The Alliance for Biking & Walking's Benchmarking Project is an ongoing effort to collect and analyze data on bicycling and walking in all 50 states and at least the 50 largest cities. They have just released their 2010 report. How does our region stack up?
= top third of states/cities (good)
= middle third of states/cities
= worst third of states/cities (bad)
| Mode Share | Safety | Funding | Staffing | Bike/Ped policies | Advocacy Capacity | |
|---|---|---|---|---|---|---|
| Louisville | ||||||
| Indianapolis | ||||||
| Nashville | no data | |||||
| Kentucky | no data | |||||
| Indiana | ||||||
| Ohio |
My take on this below the fold...
Louisville can be proud of the long term indicators for bicycling and walking. We've got strong staffing at the city level. We've got strong policies, namely Complete Streets. And we've got strong-ish Advocacy Capacity (CART and Bicycling for Louisville).
Our funding is rated as passable (0.8% of federal transpo dollars), but how in heck did Indy (1.9%) and Nashville (3.3%!?) get so far ahead of us? Plus in an absolute sense, we're spending too little: 0.8% of our federal transportation dollars, when we have between 3.5% and 9% mode-share that use some or both of bike/ped, and of course walkers and bikers take the brunt of the highway crashes.

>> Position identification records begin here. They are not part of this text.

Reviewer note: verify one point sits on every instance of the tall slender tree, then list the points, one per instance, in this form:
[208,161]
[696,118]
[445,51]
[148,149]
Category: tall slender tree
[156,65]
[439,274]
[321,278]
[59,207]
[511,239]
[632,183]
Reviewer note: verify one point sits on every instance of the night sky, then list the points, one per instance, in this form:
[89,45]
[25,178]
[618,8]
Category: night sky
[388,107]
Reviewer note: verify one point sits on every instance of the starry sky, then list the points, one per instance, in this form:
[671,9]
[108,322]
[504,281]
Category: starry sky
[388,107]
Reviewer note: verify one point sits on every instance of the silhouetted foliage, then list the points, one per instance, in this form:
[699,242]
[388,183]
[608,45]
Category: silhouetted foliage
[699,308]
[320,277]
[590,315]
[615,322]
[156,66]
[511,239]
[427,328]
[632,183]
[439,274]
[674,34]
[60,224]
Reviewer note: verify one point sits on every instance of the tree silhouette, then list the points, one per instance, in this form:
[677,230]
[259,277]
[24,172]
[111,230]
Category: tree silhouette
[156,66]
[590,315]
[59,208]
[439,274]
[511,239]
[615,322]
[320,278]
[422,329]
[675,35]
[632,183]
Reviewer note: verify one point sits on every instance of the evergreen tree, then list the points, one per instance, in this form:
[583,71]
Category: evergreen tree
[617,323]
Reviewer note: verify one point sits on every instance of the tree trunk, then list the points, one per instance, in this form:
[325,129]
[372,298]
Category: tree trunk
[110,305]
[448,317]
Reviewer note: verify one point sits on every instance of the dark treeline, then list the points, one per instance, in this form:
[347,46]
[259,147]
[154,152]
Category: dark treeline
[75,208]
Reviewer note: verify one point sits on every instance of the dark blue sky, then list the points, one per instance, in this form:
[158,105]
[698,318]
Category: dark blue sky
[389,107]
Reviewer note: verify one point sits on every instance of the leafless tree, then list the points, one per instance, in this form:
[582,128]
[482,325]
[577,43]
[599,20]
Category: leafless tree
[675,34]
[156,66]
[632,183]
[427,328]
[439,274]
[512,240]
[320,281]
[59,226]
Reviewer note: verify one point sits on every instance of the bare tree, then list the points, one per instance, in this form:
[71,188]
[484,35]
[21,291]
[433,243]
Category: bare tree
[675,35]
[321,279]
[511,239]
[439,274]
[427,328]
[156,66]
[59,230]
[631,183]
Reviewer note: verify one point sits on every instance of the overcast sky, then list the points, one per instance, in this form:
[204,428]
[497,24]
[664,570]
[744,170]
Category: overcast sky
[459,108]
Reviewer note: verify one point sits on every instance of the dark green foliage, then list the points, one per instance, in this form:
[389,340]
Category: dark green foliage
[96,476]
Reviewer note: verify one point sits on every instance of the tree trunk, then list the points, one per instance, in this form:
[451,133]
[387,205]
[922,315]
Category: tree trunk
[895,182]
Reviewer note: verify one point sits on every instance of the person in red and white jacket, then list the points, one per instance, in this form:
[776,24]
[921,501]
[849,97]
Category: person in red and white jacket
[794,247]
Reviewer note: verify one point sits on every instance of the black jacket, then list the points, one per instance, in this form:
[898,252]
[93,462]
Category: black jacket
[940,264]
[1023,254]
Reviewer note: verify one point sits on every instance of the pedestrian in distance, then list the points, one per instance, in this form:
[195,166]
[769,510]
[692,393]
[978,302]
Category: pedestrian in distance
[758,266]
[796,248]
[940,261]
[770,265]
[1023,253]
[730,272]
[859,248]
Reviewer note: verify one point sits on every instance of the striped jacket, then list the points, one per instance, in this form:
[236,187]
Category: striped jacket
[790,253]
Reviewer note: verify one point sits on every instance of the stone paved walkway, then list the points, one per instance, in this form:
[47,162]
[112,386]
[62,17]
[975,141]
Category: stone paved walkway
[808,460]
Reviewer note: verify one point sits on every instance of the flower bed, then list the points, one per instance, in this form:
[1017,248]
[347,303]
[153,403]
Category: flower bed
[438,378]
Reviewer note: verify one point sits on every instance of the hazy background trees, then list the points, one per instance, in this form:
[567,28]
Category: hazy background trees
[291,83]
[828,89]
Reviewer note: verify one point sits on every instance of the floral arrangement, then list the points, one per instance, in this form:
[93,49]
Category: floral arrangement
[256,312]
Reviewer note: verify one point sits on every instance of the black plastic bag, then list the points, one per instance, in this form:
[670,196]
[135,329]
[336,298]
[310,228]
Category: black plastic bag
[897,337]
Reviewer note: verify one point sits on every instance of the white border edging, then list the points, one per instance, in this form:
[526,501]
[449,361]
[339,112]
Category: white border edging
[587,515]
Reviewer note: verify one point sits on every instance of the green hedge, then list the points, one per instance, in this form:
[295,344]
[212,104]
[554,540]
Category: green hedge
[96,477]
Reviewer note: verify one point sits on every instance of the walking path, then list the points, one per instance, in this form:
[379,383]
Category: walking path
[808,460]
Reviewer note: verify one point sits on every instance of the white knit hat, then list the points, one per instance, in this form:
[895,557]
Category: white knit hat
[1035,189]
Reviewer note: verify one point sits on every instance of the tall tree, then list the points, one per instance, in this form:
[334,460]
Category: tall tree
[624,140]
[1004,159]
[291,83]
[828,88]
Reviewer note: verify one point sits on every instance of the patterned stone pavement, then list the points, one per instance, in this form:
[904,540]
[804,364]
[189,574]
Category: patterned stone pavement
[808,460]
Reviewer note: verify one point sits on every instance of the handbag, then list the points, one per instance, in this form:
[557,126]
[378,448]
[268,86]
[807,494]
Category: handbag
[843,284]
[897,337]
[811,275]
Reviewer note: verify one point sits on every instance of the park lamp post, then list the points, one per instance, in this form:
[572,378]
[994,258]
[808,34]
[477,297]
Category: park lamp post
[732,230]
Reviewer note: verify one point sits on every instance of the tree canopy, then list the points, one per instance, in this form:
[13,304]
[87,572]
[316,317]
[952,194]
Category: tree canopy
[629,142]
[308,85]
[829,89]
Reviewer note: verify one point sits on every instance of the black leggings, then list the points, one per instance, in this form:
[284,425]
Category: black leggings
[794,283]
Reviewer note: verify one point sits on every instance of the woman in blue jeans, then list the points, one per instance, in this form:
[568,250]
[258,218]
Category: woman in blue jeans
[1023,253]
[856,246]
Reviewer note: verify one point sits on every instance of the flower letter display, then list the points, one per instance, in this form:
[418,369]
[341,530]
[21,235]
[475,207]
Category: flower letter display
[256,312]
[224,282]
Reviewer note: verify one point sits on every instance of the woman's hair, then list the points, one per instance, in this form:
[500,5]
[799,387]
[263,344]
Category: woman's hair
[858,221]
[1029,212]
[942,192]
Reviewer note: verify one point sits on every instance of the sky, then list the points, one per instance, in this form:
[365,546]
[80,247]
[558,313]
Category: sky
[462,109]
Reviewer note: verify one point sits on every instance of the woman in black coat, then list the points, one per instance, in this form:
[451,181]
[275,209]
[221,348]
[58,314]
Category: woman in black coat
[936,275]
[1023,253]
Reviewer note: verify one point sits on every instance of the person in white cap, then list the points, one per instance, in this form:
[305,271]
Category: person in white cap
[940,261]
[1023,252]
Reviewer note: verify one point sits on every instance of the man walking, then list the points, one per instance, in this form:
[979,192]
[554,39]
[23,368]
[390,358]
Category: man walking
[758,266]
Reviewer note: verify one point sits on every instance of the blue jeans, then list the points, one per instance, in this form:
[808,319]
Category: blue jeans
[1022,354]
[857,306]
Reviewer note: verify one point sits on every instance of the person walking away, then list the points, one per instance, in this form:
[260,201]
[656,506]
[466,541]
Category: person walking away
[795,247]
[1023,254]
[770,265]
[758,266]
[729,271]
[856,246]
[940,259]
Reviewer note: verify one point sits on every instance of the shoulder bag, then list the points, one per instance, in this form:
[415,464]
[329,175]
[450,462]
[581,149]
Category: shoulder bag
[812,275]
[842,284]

So there's still massive inequity in the way we spend our transportation dollars. However, there is one factor they probably didn't consider in their rankings that weights in our favor: Dirk Gowin at Public Works is a new dynamo when it comes to submitting applications for federal dollars. If this survey were updated today and included more recent activity (stimuluus), I'd wager we'd climb a few ranks.
But now for the bad news: the near term indicators, the output of the four other rankings, are still pretty bad. Mode share is middling (and we were just above the bar for bad). Safety is terrible, largely owing to our outdated speed-before-safety arterials and massive sprawlisections controlled by unreliable stop lights. We're moving to address this, and there are promising signs, but do you have total faith we're going to prevail? Me neither.
Kentucky gets poor marks on staffing, because we can't hire and retain a bike/ped coordinator long enough for them to get anything done. There was a meeting on this issue at KYTC (today), and Mike Hancock has taken action to fix this problem! Three cheers!
Our "Advocacy Capacity" is "no data" because we're so far from having a statewide bike or ped organization that we killed their googlers, I guess.
A strange result is that we got a middling grade for bike/ped statewide policies, when I'd have expected a bottom third. Most of our good policies are a result of benign neglect. Drilling down, they seem to be misinformed about KYTC's Complete Streets Policy. Its a policy in name only, with no requirements, funding, or even additional paperwork to explain why they don't feel like providing active transportation. It has been used as a fig leaf by KYTC district 5 to deny bike/ped provisions. However, I've seen with my own eyes plentiful facilities being installed in District 6 (Covington) on KYTC's initiative. That's exactly the sort of variation that a real Complete Streets Law would normalize.
And our safety is middling because once you get out of the exurbs, things are actually totally rideable. Its rather pleasant, really.
Indiana has excellent advocacy capacity? Well come to think of it, I've been up to Indy for fascinating conferences by Health By Design three times and Bicycle Indiana is slugging it out for a Complete Streets bill on the floor of the state legislature as we speak. Hooray for Indiana advocacy organizations!